3.7. Harvesting and Preparing Patient-Derived Tumor Tissue for Liquid Nitrogen Storage

  1. Sacrifice the mouse that is growing the patient-derived tumor tissue.

  2. Perform all of the following steps in a laminar flow hood to maintain sterility of the tissue pieces to be prepared.

  3. Place the mouse in a supine position and pin each paw of the mouse to a foam board.

  4. Spray the mouse with 70 % ethanol and wipe down the fur.

  5. Excise the tumor using sterile dissection scissors.

  6. Place the tumor in a sterile petri dish and continue to keep the tissue wet with serum-free DMEM/F12 media.

  7. Using micro dissection scissors, trim away the fascia and membranous outer layer (yellow color) surrounding the tumor (Fig. 6a).

  8. The tumor tissue will appear white to pink in color once the outer layer is removed (Fig. 6b).

  9. Use a scalpel to section the tumor into smaller pieces, taking care to remove any necrotic tissue (see Note 7).

  10. Continue to cut the tissue into smaller sections until tissue pieces are (4 ×2) mm in size (Fig. 6c, d) (see Note 8).

  11. While preparing your tissue pieces, divide them into groups of five and distribute them on a new sterile petri dish (see Note 9).

  12. After all tissue is prepared as (4 × 2) mm pieces, place five tissue pieces inside a single cryovial containing 1 ml of tissue freezing media.

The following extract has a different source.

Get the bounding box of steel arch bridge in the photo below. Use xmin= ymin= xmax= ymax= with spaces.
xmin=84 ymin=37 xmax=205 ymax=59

  13. Freeze the tissue pieces by slowly decreasing the temperature at 1 °C/min (see Note 10)

  14. Vials will be stored in the −80 °C freezer overnight before they can be stored in a liquid nitrogen cryogen tank.

Fig. 6.

Fig. 6

Preparing patient-derived tumor tissue pieces. (a) After the tumor is excised, the membranous outer layer needs to be removed from the outside of the tumor. (b) The tumor tissue appears whiter in color once the outer layer is removed. (c-d) Using a disposable scalpel, the tumor tissue is cut into smaller Pieces that are roughly equivalent in size at (4 × 2) mm. These tumor pieces are implanted into recipient mice immediately or are frozen with five pieces of tissue incubated in tissue freezing media per cryovial

Acknowledgements

This work is supported by funding from the Indiana CTSI Young Investigator Award, the Mary Kay Foundation, the Walther Foundation, and St. Joseph’s Regional Medical Center.

Footnotes

1.

When placing the tubes in the water bath, make sure that the neck of the cryovial is not submerged in the water. Submerging increases the risk of contamination for the tissue pieces because water could leak into the cryovial.

2.

The 5 ml tube is recommended because it makes retrieving the tissue pieces during surgery much easier than using a longer 15 ml conical tube.

3.

Use enough wound clips to prevent the estrogen pellet from escaping out of the neck pocket.

4.

Take care not to make this incision too close to the genitals. Applying wound clips could inhibit function.

5.

When clearing the epithelium from the mammary fat pad, be vigilant to stop any bleeding from incompletely cauterized blood vessels. If bleeding continues, utilize the cautery pen to cauterize the vessel and cotton-tipped applicators to confirm bleeding has completely stopped. Use a low temperature cautery pen and oxygen at 1–2 L/min (rather than a high temperature cautery pen and higher oxygen levels) to decrease fire risk. If you would like to verify that you remove all of the epithelium during the clearing step, then collect the surgically removed tissue for whole mount analysis.

6.

The assistant should have the tissue piece grasped in the fine-tip forceps as the pocket is opened with the cross action forceps. As soon as the pocket is created, the assistant can use fine-tip forceps to place a tissue piece into the pocket.

7.

Necrotic tissue from patient-derived tumors will appear white in color and is much softer than viable tumor tissue.

8.

Keep the tissue moist with serum-free DMEM/F12 during this process.

9.

Five tissue pieces are stored in a single cryovial to be used after thawing for transplantation into five recipient mice. After a tube is thawed, do not attempt to refreeze tissue.

10.

Freeze the tissue in the appropriate freezing media using a Nalgene freezing container that will precisely decrease the temperature at a rate of 1 °C/min.